Abstract:
Precipitation event samples and weekly based water samples from streams and soils were collected in a tropical montane cloud forest catchment for 2 years and analyzed for stable water isotopes in order to understand the effect of sampling frequency in the performance of three lumped-parameter distribution functions (exponential-piston flow, linear-piston flow and gamma) which were used to estimate mean transit times of waters. Precipitation data, used as input function for the models, were aggregated to daily, weekly, bi-weekly, monthly and bi-monthly sampling resolutions, while analyzed frequencies for outflows went from weekly to bi-monthly. By using different scenarios involving diverse sampling frequencies, this study reveals that the effect of lowering the sampling frequency depends on the water type. For soil waters, with transit times on the order of few weeks, there was a clear trend of over predictions.

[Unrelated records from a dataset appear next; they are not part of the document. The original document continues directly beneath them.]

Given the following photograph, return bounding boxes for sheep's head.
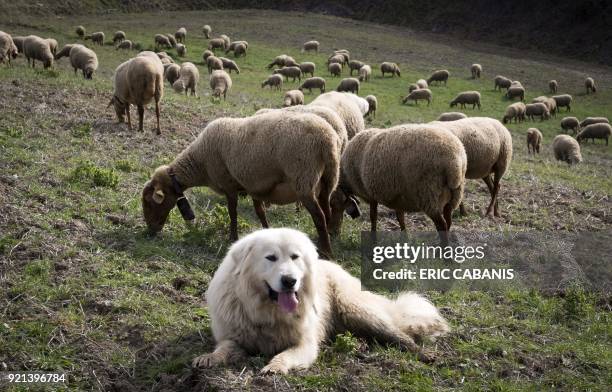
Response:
[142,165,182,233]
[172,80,185,93]
[83,66,95,80]
[450,101,457,108]
[108,96,127,123]
[328,188,361,237]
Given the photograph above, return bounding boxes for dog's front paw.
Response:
[260,359,289,375]
[192,353,221,368]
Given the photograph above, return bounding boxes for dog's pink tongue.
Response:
[278,291,299,313]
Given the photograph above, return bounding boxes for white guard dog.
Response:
[193,228,449,374]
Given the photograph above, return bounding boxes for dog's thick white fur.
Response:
[193,228,449,374]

In contrast, the trend for stream waters, which have a more damped isotopic signal and mean transit times on the order of 2 to 4 years, was less clear and showed a dependence on the type of model used. The trade-off to coarse data resolutions could potentially lead to misleading conclusions on how water actually moves through the catchment, notwithstanding that these predictions could reach better fitting efficiencies, fewer uncertainties, errors and biases. For both water types an optimal sampling frequency seems to be 1 or at most 2
weeks. The results of our analyses provide information for the planning of future fieldwork in similar Andean or other catchments.